Yaşlı adam ve genç çocuk konuşmalarını yarıda kesip bana döndüler. "Merhaba kızım.Ne istemiştin? Bak poğaçalarımız tazecik.Eh!sıcak çayımız da var."elinde tuttuğu poğaçayı bana uzatıp gülümsedi.Her zaman böyle nostarjik yerler hoşuma gitmiştir.Ve böyle güler yüzlü insanlar da olunca böyle mekanlar tadından yenmez.

Amcanın elindeki sıcacık poğaçayı alıp bir parça kopardım. "Çok teşekkür ederim amca.Burda yenisiniz galiba."dedim.Adam elindeki tepsiyi çocuğa uzatıp ellerini çırptı. "Evet kızım.Daha bugün açtık.Babamdan kaldı burası.Bende uzun yıllardır uğraşırım bu işle.
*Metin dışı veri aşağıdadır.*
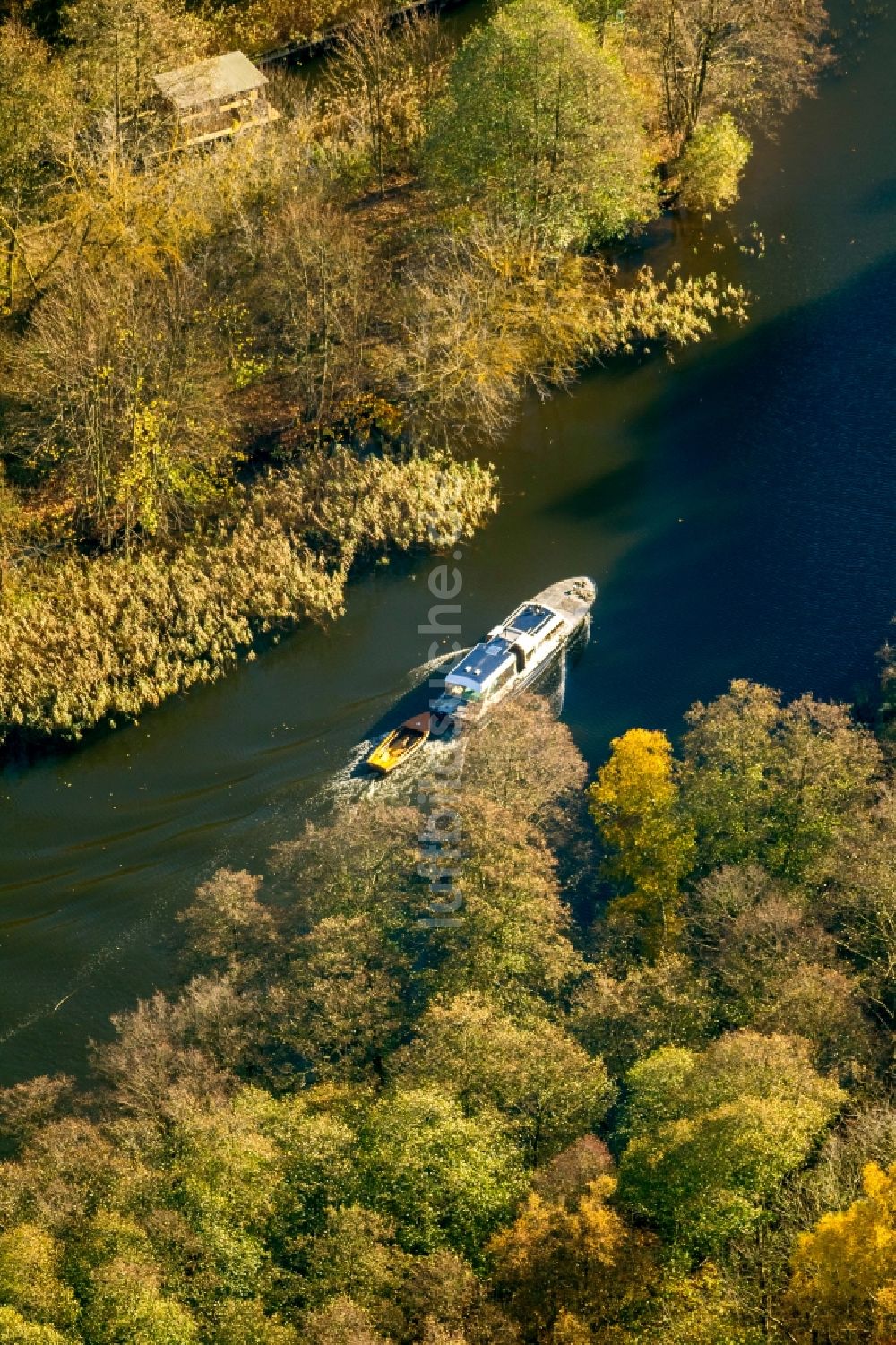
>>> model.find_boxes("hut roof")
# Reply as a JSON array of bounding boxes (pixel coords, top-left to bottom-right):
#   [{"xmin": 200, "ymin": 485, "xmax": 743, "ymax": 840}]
[{"xmin": 155, "ymin": 51, "xmax": 268, "ymax": 113}]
Oğlumla yürütüyoruz burayı."oğlunu gösterip tekrardan gülümsedi. "Sağ olsun Onur'um bana hep yardım eder.İşlerimin ucundan tutar."
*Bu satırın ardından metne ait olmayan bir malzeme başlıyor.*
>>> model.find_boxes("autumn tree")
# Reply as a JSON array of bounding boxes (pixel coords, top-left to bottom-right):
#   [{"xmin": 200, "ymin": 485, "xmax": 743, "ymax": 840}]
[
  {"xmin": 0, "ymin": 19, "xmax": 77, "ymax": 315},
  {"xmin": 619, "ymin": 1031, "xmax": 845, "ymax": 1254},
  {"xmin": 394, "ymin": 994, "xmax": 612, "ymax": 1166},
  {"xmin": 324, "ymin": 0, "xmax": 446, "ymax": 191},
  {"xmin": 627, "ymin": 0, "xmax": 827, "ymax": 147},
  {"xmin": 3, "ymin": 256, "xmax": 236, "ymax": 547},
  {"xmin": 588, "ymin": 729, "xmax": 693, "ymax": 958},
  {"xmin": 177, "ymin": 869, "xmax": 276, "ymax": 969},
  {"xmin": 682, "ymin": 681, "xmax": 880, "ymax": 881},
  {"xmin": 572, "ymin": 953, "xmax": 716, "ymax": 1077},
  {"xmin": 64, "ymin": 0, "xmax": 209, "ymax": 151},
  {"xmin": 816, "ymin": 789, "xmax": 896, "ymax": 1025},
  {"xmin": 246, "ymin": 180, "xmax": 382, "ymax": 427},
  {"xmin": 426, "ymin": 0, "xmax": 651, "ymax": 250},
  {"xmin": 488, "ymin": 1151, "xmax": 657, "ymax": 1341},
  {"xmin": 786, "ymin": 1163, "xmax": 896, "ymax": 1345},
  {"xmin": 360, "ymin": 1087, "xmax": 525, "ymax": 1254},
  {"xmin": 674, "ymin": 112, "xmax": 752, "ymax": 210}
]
Onur utanıp hemen yanımızdan kaçtı.Çok tatlı biriydi.Kumral dimdik duran saçları,simsiyah gözleri ve beyaz teni vardı.Yakışıklı olduğu kadar utangaç biriydi sanırım.

"Çay içer misin kızım?"küçük sehpanın üzerine yaşlı adam iki çay koydu.Saatime baktığım dersimin başlamasına yaklaşık 45 dakika vardı ve rahatlıkla oturabileceğimi düşünüp tahta iskemleyi çekip oturdum. "Bu arada tanışamadık.Ben Mehir."yaşlı adama elimi uzattığımda o da elini bana uzatıp "Bende Haşim kızım.Tanışdığıma memnun oldum."

"Bende çok memnun oldum Haşim Amca."

Etrafta halen böyle güzel yüzlü insanların olması beni çok mutlu etmişti.Genelde çevremdeki yaşlılar huysuz,sürekli somurtan amcalardı.Böyle insanlarla karşılaşınca insan kendini çok tuhaf hissediyordu.Haşim Amca'da dikkatimi çeken bir diğer özellik ise hala çalışmasıydı.Evde yan gelip yatmak ya da kahvelerde oturmak yerine çalışmayı ve bir şeyler üretmeyi tercih etmişti.